The competition used a form of double-elimination tournament. Rather than using the brackets that are now standard for double-elimination contests (and which assure that each match is between two competitors with the same number of losses), each wrestler drew a number. Each man would face off against the wrestler with the next number, provided he had not already faced that wrestler and that the wrestler was not from the same nation as him (unless this was necessary to avoid byes).

When only three wrestlers remain (the medalists), the double-elimination halts and a special final round is used to determine the order of the medals.

Results

First round

17 wrestlers began the competition.

Second round

17 wrestlers started the second round, 9 with no losses and 8 with one.  Pelander, who had had a bye in the first round, wrestled twice in the second.

6 wrestlers were eliminated, the most possible given that 3 of the 9 matches were between two undefeated wrestlers.  2 survived potential elimination by eliminating another wrestler.  3 received their first loss, while 6 remained undefeated.

Third round

11 wrestlers started the third round, 6 with no losses and 5 with one.

3 wrestlers were eliminated, the most possible given that 2 of the 5 matches were between two undefeated wrestlers.  2 survived potential elimination, 1 by eliminating another wrestler and 1 via a bye.  2 received their first loss, while 4 remained undefeated.

Fourth round

8 wrestlers started the fourth round, 4 with no losses and 4 with one.

The matches in this round were all symmetrical in terms of number of losses by the wrestlers involved.  Two involved a pair of wrestlers with one loss each, with the other two being contested by the four undefeated wrestlers.  This led to two men being eliminated, two surviving potential elimination, two receiving their first loss, and two remaining undefeated.

Fifth round

6 wrestlers started the fifth round, 2 with no losses and 4 with one.

In what could have been the last elimination round, the two undefeated wrestlers each faced off against a man with one loss.  Olin's survival of his potential elimination by defeating Saarela was the first instance of a man with one loss defeating an undefeated wrestler in the event; it was followed closely by Neser's defeat of Viljaama.  Each of those four men advanced to the sixth round along with Jensen, who had won the only certain loser-out match of the round against Backenius.

Sixth round

5 wrestlers started the fourth round, all with one loss.

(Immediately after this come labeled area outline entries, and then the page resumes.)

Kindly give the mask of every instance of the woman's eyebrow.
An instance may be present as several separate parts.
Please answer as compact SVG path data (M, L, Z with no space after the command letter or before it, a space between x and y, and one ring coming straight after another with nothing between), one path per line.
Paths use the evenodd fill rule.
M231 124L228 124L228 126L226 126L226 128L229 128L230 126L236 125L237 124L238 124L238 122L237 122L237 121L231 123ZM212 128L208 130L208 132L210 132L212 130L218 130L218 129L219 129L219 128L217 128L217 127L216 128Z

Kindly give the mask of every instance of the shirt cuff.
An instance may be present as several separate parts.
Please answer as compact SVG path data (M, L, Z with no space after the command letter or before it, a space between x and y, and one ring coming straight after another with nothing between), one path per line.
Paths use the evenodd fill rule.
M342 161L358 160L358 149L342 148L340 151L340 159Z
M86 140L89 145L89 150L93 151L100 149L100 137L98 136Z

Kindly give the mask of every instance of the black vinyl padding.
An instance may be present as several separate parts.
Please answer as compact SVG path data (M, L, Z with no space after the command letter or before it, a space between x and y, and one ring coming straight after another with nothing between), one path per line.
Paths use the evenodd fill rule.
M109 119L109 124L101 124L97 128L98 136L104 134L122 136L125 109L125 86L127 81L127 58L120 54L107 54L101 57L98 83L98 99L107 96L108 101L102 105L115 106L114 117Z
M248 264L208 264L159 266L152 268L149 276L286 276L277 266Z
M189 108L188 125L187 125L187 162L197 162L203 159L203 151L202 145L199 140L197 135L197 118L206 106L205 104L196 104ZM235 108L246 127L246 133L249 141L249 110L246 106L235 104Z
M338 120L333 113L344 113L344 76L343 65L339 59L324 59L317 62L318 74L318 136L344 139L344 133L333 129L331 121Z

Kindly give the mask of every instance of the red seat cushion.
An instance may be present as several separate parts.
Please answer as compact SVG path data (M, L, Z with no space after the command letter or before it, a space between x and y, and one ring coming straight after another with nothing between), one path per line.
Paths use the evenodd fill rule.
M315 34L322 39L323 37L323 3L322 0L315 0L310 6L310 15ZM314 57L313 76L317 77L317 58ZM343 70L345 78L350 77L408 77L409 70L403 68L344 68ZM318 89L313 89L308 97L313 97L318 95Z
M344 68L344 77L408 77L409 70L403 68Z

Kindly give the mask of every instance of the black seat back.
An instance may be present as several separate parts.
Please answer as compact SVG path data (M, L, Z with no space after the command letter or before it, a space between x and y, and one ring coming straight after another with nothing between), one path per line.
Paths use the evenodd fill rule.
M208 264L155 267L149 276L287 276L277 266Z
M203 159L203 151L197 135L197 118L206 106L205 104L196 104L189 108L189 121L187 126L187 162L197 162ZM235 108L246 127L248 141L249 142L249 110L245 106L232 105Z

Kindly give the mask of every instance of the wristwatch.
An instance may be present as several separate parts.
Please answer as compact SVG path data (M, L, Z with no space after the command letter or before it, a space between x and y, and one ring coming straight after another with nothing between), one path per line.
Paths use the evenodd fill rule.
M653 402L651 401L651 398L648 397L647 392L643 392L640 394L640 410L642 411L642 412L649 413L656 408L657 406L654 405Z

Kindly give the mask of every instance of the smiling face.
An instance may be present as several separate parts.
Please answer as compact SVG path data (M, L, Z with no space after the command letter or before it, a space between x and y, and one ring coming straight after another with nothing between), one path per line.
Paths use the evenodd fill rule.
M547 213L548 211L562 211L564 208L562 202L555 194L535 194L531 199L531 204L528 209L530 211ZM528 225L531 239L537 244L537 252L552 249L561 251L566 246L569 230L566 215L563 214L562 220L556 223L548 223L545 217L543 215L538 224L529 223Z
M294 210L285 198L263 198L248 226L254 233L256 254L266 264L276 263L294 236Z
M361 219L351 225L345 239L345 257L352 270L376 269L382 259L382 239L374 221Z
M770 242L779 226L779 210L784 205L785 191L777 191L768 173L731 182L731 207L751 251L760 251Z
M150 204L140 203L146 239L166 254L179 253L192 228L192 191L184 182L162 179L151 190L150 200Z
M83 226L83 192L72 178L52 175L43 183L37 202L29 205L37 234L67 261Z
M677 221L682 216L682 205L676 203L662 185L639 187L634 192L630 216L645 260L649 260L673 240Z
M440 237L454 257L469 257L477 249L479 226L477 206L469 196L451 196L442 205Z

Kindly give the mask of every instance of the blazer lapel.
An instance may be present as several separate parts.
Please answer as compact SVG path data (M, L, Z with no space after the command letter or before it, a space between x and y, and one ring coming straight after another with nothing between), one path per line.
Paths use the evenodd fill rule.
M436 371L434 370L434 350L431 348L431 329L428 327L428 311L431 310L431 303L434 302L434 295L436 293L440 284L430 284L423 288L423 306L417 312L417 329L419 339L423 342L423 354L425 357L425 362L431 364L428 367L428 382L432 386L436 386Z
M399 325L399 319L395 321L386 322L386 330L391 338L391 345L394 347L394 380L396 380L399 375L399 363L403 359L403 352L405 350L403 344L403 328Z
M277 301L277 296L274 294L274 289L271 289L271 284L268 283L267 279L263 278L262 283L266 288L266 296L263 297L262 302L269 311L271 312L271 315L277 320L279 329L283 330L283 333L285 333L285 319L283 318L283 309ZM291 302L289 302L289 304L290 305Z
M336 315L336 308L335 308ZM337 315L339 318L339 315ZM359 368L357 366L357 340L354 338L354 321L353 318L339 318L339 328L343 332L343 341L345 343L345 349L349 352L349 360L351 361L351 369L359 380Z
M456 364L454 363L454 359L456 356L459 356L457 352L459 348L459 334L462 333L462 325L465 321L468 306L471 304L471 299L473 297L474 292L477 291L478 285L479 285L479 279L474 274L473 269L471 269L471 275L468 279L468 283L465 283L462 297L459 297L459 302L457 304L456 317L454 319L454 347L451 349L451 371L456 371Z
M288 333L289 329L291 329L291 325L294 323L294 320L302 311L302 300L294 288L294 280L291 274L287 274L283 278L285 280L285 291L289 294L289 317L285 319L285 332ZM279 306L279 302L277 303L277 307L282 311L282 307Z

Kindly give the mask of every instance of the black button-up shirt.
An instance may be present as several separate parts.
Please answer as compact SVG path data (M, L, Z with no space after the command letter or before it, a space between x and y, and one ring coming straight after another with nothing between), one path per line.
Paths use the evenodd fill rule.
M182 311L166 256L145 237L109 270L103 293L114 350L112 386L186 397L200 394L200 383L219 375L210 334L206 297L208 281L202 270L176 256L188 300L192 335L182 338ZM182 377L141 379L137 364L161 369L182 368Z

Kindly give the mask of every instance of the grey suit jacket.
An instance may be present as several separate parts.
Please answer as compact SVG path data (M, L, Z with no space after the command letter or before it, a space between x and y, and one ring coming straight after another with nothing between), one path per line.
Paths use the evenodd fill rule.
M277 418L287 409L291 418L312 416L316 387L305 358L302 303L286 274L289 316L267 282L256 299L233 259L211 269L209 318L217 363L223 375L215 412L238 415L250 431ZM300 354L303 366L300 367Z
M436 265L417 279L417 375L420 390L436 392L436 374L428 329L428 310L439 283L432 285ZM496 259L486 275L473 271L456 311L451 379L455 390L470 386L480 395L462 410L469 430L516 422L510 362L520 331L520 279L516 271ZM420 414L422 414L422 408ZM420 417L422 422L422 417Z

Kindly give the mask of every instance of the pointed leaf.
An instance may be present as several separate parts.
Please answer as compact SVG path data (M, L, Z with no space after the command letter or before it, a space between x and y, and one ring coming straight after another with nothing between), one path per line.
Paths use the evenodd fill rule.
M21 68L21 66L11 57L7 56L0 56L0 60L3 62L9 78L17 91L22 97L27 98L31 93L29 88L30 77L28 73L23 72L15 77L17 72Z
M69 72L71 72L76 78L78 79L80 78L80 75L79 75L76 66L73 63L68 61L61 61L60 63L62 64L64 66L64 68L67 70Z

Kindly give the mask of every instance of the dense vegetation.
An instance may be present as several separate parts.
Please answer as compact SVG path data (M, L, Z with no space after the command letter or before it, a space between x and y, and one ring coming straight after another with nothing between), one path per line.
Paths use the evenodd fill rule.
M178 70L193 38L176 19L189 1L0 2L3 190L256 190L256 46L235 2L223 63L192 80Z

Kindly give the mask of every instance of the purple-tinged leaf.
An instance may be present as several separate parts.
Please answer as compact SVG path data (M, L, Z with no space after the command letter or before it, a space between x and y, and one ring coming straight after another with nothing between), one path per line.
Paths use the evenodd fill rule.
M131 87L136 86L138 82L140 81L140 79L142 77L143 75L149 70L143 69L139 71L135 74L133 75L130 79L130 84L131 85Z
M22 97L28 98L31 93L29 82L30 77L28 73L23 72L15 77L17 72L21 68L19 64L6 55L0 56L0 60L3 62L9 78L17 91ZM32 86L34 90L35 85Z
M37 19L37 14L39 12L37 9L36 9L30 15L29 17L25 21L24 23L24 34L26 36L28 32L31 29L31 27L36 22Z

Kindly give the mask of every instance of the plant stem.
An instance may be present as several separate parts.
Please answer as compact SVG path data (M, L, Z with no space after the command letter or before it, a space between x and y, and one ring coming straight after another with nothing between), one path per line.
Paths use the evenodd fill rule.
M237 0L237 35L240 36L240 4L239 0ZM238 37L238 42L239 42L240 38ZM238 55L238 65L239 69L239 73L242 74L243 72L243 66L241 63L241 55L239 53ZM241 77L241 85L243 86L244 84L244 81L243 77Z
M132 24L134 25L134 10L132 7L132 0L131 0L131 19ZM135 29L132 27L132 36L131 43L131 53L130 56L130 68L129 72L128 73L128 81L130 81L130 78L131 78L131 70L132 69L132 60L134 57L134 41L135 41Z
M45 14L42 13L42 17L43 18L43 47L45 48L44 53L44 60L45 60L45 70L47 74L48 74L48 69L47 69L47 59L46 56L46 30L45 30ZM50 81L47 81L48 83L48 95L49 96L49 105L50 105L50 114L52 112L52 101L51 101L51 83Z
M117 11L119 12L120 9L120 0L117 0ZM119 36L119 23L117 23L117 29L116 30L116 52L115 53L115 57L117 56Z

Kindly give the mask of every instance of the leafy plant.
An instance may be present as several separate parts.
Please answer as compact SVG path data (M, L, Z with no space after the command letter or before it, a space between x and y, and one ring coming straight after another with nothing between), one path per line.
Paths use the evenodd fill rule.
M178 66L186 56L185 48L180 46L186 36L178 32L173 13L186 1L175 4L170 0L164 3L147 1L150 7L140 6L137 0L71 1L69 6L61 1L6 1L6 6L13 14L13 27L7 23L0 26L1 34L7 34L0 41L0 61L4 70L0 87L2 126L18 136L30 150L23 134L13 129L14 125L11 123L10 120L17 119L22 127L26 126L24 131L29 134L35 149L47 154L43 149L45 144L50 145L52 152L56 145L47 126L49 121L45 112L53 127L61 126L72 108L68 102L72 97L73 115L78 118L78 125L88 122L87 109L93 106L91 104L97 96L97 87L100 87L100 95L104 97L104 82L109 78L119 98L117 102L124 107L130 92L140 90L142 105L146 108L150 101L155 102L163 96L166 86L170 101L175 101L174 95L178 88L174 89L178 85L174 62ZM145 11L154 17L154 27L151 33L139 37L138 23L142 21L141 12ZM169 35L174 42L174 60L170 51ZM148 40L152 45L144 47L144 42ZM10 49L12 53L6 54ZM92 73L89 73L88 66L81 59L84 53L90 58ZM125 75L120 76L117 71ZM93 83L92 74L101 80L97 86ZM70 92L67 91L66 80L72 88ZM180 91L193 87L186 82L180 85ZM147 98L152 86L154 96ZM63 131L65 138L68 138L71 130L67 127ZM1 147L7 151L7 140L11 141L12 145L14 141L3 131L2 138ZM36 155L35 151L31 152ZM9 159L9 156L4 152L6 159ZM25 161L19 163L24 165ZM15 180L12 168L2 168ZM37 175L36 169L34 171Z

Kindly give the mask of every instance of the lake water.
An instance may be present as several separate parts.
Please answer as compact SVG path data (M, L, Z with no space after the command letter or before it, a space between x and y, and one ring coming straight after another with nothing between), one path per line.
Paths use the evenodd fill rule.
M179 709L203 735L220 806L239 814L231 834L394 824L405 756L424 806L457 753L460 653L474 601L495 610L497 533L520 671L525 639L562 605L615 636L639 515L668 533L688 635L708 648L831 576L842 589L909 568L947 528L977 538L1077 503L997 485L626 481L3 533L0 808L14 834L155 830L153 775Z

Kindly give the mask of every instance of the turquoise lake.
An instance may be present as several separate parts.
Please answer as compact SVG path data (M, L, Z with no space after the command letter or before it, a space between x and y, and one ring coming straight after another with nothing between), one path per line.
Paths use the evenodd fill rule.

With only five men left, and all having a loss, the sixth round would have consisted of two matches that were both sure to be loser-out.  Viljaama, however, withdrew after having suffered his first loss.  This left only one match in the sixth round, and Olin and Jensen had the byes.  Neser faced Saarela; the German was unable to survive elimination a second time in a row and fell to the Finn.

Final round

With three wrestlers remaining, all of the previous results were ignored for the final round.